Lidl-Trek and UAE Emirates booted the doors down with some blockbuster deals, top sprinters are swapping across WorldTour rivals, and of course, questions remain over the futures of Mark Cavendish and Remco Evenepoel.

And those are only some select headlines.

Struggling to make sense of all silliness?

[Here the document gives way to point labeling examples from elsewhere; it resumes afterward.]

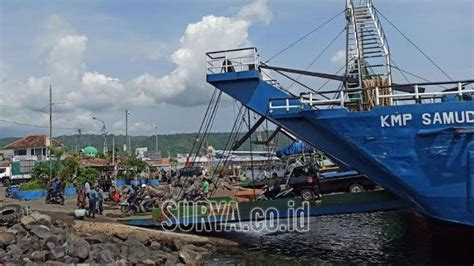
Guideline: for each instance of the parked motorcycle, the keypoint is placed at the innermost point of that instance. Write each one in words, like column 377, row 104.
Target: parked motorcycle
column 285, row 193
column 8, row 192
column 130, row 204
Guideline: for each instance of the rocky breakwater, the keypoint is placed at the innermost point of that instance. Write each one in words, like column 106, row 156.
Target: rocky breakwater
column 37, row 239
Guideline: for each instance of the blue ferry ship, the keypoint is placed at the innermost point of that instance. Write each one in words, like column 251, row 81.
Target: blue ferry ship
column 415, row 140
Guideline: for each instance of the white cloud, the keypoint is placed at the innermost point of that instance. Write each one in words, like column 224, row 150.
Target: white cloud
column 65, row 63
column 256, row 12
column 339, row 58
column 86, row 91
column 54, row 28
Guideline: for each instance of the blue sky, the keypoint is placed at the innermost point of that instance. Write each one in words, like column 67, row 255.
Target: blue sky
column 105, row 56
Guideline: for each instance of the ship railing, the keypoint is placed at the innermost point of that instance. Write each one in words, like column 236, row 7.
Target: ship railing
column 234, row 60
column 418, row 96
column 342, row 98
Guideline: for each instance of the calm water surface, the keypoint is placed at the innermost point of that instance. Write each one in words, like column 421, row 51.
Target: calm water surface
column 390, row 237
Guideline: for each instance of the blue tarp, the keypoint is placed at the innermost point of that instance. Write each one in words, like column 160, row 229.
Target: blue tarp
column 329, row 175
column 295, row 148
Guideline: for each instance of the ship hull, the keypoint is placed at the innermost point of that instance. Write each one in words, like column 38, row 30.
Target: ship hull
column 430, row 165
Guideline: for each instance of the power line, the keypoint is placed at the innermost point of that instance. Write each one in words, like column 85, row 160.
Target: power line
column 32, row 125
column 319, row 55
column 304, row 36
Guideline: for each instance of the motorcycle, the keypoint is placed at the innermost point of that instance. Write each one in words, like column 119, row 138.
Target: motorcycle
column 285, row 193
column 55, row 197
column 130, row 204
column 8, row 192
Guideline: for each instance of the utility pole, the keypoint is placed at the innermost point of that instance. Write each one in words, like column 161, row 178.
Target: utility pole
column 79, row 132
column 104, row 133
column 50, row 129
column 127, row 140
column 113, row 151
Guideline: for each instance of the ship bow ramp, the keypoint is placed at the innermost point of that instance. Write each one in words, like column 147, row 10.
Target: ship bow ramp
column 422, row 153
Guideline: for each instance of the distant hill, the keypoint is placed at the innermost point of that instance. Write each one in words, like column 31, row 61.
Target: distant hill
column 171, row 143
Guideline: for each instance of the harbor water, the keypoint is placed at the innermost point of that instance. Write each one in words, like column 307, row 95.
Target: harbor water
column 381, row 237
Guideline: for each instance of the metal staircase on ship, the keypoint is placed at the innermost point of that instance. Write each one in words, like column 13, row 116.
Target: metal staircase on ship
column 367, row 53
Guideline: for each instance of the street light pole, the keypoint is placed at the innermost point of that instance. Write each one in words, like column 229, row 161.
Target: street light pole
column 127, row 139
column 156, row 138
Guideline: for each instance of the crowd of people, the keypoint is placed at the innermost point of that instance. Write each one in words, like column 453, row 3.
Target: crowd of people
column 91, row 196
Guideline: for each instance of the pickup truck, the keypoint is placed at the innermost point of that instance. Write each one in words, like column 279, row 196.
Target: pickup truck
column 16, row 171
column 308, row 183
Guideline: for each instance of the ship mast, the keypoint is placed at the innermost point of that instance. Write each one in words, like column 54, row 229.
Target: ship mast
column 367, row 54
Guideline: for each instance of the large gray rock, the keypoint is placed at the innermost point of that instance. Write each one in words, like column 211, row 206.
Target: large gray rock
column 195, row 248
column 41, row 231
column 6, row 239
column 78, row 248
column 35, row 218
column 137, row 251
column 39, row 255
column 17, row 229
column 105, row 256
column 190, row 257
column 14, row 252
column 141, row 237
column 50, row 245
column 95, row 239
column 57, row 252
column 148, row 262
column 155, row 245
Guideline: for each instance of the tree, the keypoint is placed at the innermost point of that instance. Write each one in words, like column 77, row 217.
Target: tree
column 40, row 170
column 86, row 174
column 70, row 168
column 138, row 165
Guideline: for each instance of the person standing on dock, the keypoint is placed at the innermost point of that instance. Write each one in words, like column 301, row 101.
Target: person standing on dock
column 205, row 187
column 275, row 185
column 92, row 195
column 100, row 199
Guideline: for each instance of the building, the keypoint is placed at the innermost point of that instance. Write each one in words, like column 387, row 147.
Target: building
column 29, row 146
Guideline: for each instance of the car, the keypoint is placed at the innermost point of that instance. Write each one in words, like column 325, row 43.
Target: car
column 308, row 183
column 347, row 181
column 304, row 181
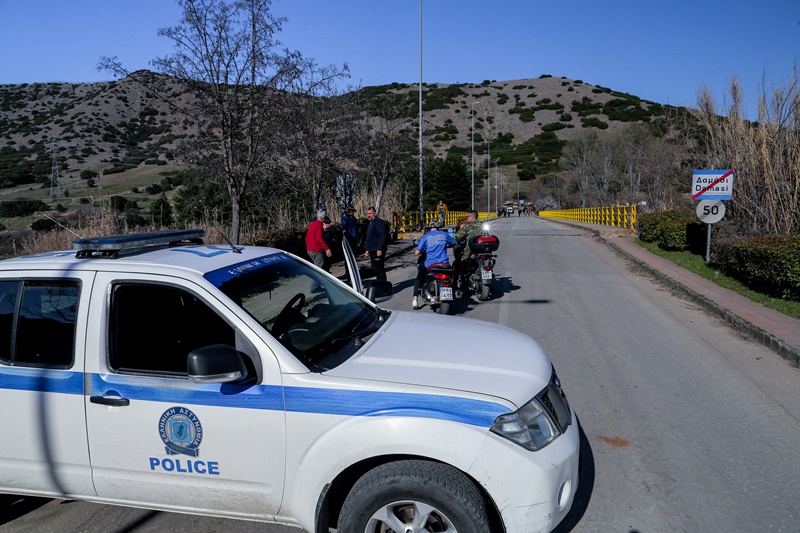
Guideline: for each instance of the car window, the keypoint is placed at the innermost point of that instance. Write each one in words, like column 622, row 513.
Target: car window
column 154, row 327
column 37, row 322
column 308, row 312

Here are the main takeaways so far from the men’s WorldTour transfer window, and a few tasty nuggets to watch out for in the next few weeks.

Also read:

N.B. The below breakdowns capture only the major movements as of August 16:

The big movers: Lidl-Trek, UAE Emirates, Ineos Grenadiers

‘TGH’ was in the form of his life at the Giro before a crash ended his race. His exit leaves Ineos Grenadiers short of a GC contender. (Photo: Stuart Franklin/Getty Images)

Lidl-Trek

  • IN: Jonathan Milan, Tao Geoghegan Hart, Andrea Bagioli (all 2026), Patrick Konrad (2025)
  • RENEWALS: Quinn Simmons (2026), Giulio Ciccone (2027)

UAE Emirates

  • IN: Nils Politt, Pavel Sivakov (both 2026)

Ineos Grenadiers

  • OUT: Tao Geoghegan Hart, Pavel Sivakov
  • RUMORED OUT: Carlos Rodríguez

UAE Emirates, Lidl-Trek, and Ineos Grenadiers have been at the center of some of the signings of the summer. And it was Ineos Grenadiers – the former powerhouse of the pro peloton – that was the surprising “victim” of potentially the two biggest switches so far.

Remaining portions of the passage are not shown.